Le vote en faveur d’une directive européenne sur le devoir de vigilance des entreprises a été reporté à deux reprises en une semaine par les États membres. En cause, le refus de l’Allemagne, dont la position fait tache d’huile parmi les Vingt-Sept. Au Luxembourg, la société civile mobilisée en faveur du texte attend du gouvernement qu’il affiche clairement ses intentions.
Le vendredi 9 février devait être à la fois une date importante et une formalité sur le chemin vers une adoption définitive de la directive européenne sur le devoir de vigilance des entreprises en matière de durabilité (CSDDD). Mais les ambassadeurs des Vingt-Sept, réunis au sein du Comité des représentants permanents, n’ont finalement pas validé l’accord trouvé mi-décembre par le Conseil et le Parlement. Cette législation, revendiquée par de larges pans de la société civile européenne, doit obliger les entreprises à respecter les droits humains et l’environnement dans leurs activités. Pour être adopté, l’accord nécessite l’approbation de 15 États membres, représentant au moins 60 % de la population européenne.
Reporté à ce mercredi 14 février, le vote a une nouvelle fois été décalé et devrait, en principe, avoir lieu ce vendredi. À l’origine de ces atermoiements, le revirement de l’Allemagne, qui exige une nouvelle mouture du texte, pourtant âprement négocié pendant deux ans. C’est plus précisément le FDP, le parti libéral-démocrate, Petit Poucet de la coalition au pouvoir à Berlin, qui a fait capoter l’affaire. Il estime que, en l’état, le texte est de mauvaise qualité et il en impute la responsabilité à la précipitation de la présidence espagnole de l’UE, qui s’est achevée le 31 décembre, laquelle aurait voulu arracher cet accord à tout prix.

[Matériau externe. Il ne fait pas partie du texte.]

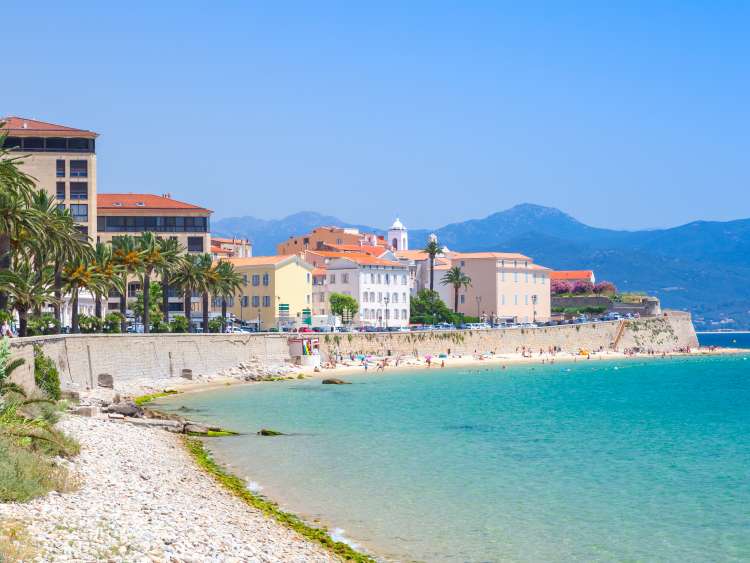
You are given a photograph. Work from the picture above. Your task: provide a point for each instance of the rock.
(126, 409)
(334, 381)
(86, 410)
(105, 380)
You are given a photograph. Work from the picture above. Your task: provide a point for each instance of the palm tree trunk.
(22, 321)
(124, 304)
(74, 312)
(165, 296)
(146, 302)
(205, 311)
(58, 297)
(186, 307)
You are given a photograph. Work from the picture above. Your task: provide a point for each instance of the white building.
(381, 287)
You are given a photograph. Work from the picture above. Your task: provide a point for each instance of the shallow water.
(625, 460)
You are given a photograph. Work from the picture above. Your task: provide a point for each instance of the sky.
(629, 114)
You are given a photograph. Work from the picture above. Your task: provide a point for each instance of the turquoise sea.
(641, 460)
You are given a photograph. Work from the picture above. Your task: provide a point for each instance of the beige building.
(275, 290)
(320, 237)
(504, 286)
(63, 162)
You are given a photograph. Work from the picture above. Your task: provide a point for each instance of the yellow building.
(62, 160)
(275, 290)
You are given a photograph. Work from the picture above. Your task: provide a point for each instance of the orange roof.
(411, 254)
(262, 260)
(494, 255)
(142, 201)
(372, 250)
(32, 127)
(572, 275)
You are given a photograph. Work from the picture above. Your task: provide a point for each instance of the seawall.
(137, 358)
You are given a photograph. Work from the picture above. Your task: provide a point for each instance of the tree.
(428, 308)
(432, 249)
(340, 303)
(26, 290)
(457, 279)
(154, 256)
(128, 257)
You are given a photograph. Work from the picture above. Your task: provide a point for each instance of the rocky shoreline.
(142, 498)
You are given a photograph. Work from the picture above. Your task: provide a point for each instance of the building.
(321, 236)
(504, 287)
(380, 286)
(573, 276)
(276, 291)
(62, 160)
(231, 247)
(133, 214)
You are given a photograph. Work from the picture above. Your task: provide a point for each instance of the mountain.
(703, 266)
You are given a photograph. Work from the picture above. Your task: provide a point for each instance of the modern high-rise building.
(62, 160)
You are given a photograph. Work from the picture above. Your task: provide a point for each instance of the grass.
(237, 486)
(143, 399)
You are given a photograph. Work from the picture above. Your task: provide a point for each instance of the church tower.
(398, 237)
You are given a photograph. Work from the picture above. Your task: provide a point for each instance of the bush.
(45, 374)
(38, 325)
(89, 324)
(112, 322)
(179, 324)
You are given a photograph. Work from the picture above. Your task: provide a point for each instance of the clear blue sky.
(625, 114)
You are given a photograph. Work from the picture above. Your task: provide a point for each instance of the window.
(195, 244)
(80, 211)
(79, 168)
(79, 190)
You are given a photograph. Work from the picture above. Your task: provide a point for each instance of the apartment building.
(321, 236)
(276, 290)
(62, 160)
(504, 286)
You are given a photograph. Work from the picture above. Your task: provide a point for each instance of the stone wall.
(81, 358)
(132, 358)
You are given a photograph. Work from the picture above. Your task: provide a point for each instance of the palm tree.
(176, 251)
(432, 249)
(229, 282)
(110, 274)
(127, 255)
(456, 277)
(78, 275)
(27, 290)
(188, 276)
(154, 256)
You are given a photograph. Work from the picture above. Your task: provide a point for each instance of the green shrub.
(179, 324)
(112, 322)
(89, 324)
(46, 323)
(45, 374)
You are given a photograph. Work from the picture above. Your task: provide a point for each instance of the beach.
(141, 497)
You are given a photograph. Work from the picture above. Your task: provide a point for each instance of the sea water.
(639, 460)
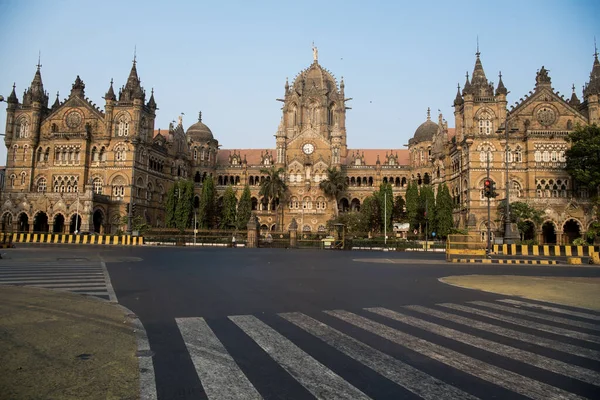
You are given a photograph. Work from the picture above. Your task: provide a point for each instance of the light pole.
(509, 236)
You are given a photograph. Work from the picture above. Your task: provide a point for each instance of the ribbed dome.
(426, 130)
(199, 132)
(317, 76)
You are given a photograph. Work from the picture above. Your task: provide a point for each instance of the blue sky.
(230, 59)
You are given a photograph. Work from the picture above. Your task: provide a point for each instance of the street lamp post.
(509, 236)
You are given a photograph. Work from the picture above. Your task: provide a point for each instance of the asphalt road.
(296, 324)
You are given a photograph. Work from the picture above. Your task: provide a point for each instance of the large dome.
(199, 132)
(425, 131)
(317, 76)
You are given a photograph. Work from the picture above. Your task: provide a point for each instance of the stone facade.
(74, 159)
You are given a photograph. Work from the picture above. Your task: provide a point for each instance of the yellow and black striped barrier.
(59, 238)
(491, 261)
(543, 250)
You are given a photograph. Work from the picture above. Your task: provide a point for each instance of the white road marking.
(498, 376)
(527, 357)
(525, 323)
(219, 374)
(552, 309)
(524, 337)
(314, 376)
(518, 311)
(402, 374)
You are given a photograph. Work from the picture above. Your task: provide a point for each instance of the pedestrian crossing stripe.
(89, 278)
(222, 378)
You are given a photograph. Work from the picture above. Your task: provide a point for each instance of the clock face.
(308, 148)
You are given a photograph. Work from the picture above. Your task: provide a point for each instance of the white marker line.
(109, 288)
(525, 323)
(314, 376)
(68, 285)
(527, 357)
(552, 309)
(218, 372)
(472, 366)
(524, 337)
(559, 320)
(402, 374)
(65, 280)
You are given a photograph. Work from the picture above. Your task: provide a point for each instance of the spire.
(593, 86)
(152, 102)
(110, 95)
(78, 88)
(501, 89)
(458, 100)
(574, 101)
(479, 81)
(133, 88)
(56, 102)
(12, 99)
(468, 88)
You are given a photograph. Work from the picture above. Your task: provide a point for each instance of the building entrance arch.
(23, 223)
(549, 232)
(571, 230)
(40, 222)
(98, 221)
(75, 224)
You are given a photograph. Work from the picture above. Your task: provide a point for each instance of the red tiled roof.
(371, 155)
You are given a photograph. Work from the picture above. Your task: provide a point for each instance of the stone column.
(252, 232)
(293, 233)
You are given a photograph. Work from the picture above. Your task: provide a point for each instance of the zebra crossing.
(503, 348)
(77, 275)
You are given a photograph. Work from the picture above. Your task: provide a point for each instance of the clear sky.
(230, 59)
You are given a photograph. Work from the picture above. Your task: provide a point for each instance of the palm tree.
(334, 185)
(273, 188)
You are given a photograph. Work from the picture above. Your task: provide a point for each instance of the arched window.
(485, 124)
(123, 126)
(23, 129)
(41, 186)
(97, 185)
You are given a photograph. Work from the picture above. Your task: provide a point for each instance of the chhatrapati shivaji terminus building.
(71, 159)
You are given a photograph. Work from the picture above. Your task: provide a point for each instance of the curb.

En réalité, le très libéral FDP enfourche son cheval de bataille contre « la bureaucratie excessive de Bruxelles », que ce texte viendrait encore alourdir. Surtout, l’Allemagne n’a pas trouvé de majorité parmi les Vingt-Sept pour inclure de nouvelles règles destinées à réduire plus facilement la responsabilité légale des entreprises. La situation est d’autant plus paradoxale que les sociaux-démocrates du SPD, en particulier le ministre du Travail, Hubertus Heil, sont de fervents soutiens de cette législation européenne. Mais les règles internes de fonctionnement de la coalition prévoient que le gouvernement s’abstienne quand il y a désaccord entre les partis.
Le paradoxe luxembourgeois
Au Luxembourg, c’est un tout autre paradoxe qui irrite la société civile et l’opposition politique. Depuis des mois, le gouvernement souffle le chaud et le froid quant à ses intentions, n’exprimant pas clairement sa position, entre soutien et rejet. « Le précédent gouvernement ne voulait pas d’une législation exclusivement nationale, au prétexte que cela créerait un désavantage concurrentiel pour les entreprises luxembourgeoises. Il exigeait un texte au niveau européen et maintenant qu’un texte se présente, on voterait contre ? », tempêtait mercredi soir, quelques heures après le deuxième report du vote, Jean-Louis Zeien, porte-parole de l’Initiative pour un devoir de vigilance. Cette coalition de 17 organisations de la société civile luxembourgeoise déplore le manque de transparence du gouvernement, qui refuse de communiquer ses positions pendant les négociations et surtout ses intentions finales. En coulisses, le Luxembourg a plaidé pour l’exclusion du secteur financier du champ d’application de la directive et semble aujourd’hui vouloir protéger les soparfis, les sociétés de participations financières, qui se comptent par milliers au grand-duché, souvent sous forme de coquilles vides à usage exclusivement fiscal. « Cet argument ne tient pas, car très peu de soparfis seront concernées par le champ d’application de la directive, qui concerne les entreprises employant au moins 500 personnes et réalisant au minimum 150 millions d’euros de chiffre d’affaires par an », argumente Jean-Louis Zeien.
Cette semaine, la Commission consultative des droits de l’homme a également exhorté le gouvernement « à soutenir proactivement la directive, tout en encourageant les autres États membres à faire de même ». Pour obliger le gouvernement à sortir du bois, des députés Déi Gréng, Déi Lénk, LSAP et pirates l’ont interpellé par le biais de questions parlementaires. Auxquelles il sera bien obligé répondre.